FABRIC aims to support a wide variety of cyberinfrastructure research activities aimed at reimagining what the future internet may do for distributed protocols, systems, cybersecurity and science applications. Today, affordable advanced computational and storage technologies are far more accessible and pervasive than when the internet was first built, and FABRIC capitalizes on these technological advances to build an infrastructure where the new internet can be reimagined and tried at scale.
“FABRIC is based on the idea that the ‘intelligence’ of a network — storage and computational programmability — does not have to be limited to the edges, but rather, data storage and processing can be integrated into the network, something that the internet doesn’t support today,” said Ilya Baldin, FABRIC PI and director of network and research infrastructure at the Renaissance Computing Institute (RENCI) at the University of North Carolina at Chapel Hill.
The FABRIC infrastructure includes the development sites at RENCI, UK and Lawrence Berkeley National Laboratory and the production sites at Clemson University, University of California San Diego, Florida International University, University of Maryland/Mid-Atlantic Crossroads, University of Utah, University of Michigan, University of Massachusetts Amherst/Massachusetts Green High Performance Computing Center, Great Plains Network, National Center for Supercomputing Applications at the University of Illinois Urbana-Champaign and Texas Advanced Computing Center.
The FABRIC testbed is built on Energy Sciences Network (ESnet) network and fiber infrastructure. “The team has had a challenging job coordinating the construction of FABRIC over ESnet’s fiber network while the network itself was being upgraded simultaneously to ESnet6. The teamwork within the project and collaborations with the research and education network community have been very helpful in completing this phase,” said FABRIC co-PI Inder Monga, executive director of ESnet.
FABRIC has more than 200 users testing the feasibility of new infrastructure and performing other experiments at the production sites.
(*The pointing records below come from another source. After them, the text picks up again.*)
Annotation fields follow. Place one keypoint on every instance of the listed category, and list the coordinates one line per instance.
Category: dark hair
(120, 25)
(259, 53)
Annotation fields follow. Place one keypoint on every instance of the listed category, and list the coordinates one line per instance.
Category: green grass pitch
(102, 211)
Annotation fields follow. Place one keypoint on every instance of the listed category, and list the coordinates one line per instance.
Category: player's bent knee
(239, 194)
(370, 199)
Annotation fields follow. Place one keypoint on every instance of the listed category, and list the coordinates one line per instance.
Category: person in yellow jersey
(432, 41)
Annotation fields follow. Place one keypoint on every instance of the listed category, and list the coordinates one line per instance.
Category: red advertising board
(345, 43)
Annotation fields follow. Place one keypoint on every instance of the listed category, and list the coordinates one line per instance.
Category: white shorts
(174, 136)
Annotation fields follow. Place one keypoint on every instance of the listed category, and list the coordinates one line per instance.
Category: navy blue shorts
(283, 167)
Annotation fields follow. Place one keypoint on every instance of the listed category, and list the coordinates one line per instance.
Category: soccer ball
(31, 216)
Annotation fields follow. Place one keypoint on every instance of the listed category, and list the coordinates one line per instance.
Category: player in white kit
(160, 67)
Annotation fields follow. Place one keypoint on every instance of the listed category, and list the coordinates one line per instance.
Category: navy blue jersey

The FABRIC team has developed a framework for the purpose of measuring facility operational parameters on a very fine level. The UK team led this effort, designing and developing an advanced measurement framework that not only can monitor performance of the entire network, but does so using highly accurate clocks that make a wide range of new applications possible. FABRIC is also designed such that users play an active role in providing feedback on the features of the framework that they find useful.
“FABRIC is providing us an opportunity to explore ways to integrate AI-driven security algorithms into the lowest levels of the network infrastructure,” said FABRIC user Phil Porras and leader of the internet security group at SRI International. “We envision future networks with the intelligence to combat malicious traffic within the packet switching hardware itself, and FABRIC has been extremely useful in accelerating this research.”
Key principles of FABRIC’s design include flexibility, scalability and expandability. In Phase 2, the FABRIC team plans to incorporate additional sites across the country and develop high-speed connectivity between them, allowing for increasingly richer experiments.
“Connecting FABRIC to national research facilities, testbeds, cloud providers and the current internet will enable a unique environment for experimentation with real-world users and data,” said Griffioen. “By interconnecting existing facilities and infrastructure, FABRIC will encourage developers to imagine completely new types of services that can be deployed in support of real-world user communities.”
FABRIC is expected to be fully operational and open to researchers in October 2023.
Research reported in this publication was supported by the National Science Foundation under Award Number 1935966. The opinions, findings, and conclusions or recommendations expressed are those of the author(s) and do not necessarily reflect the views of the National Science Foundation.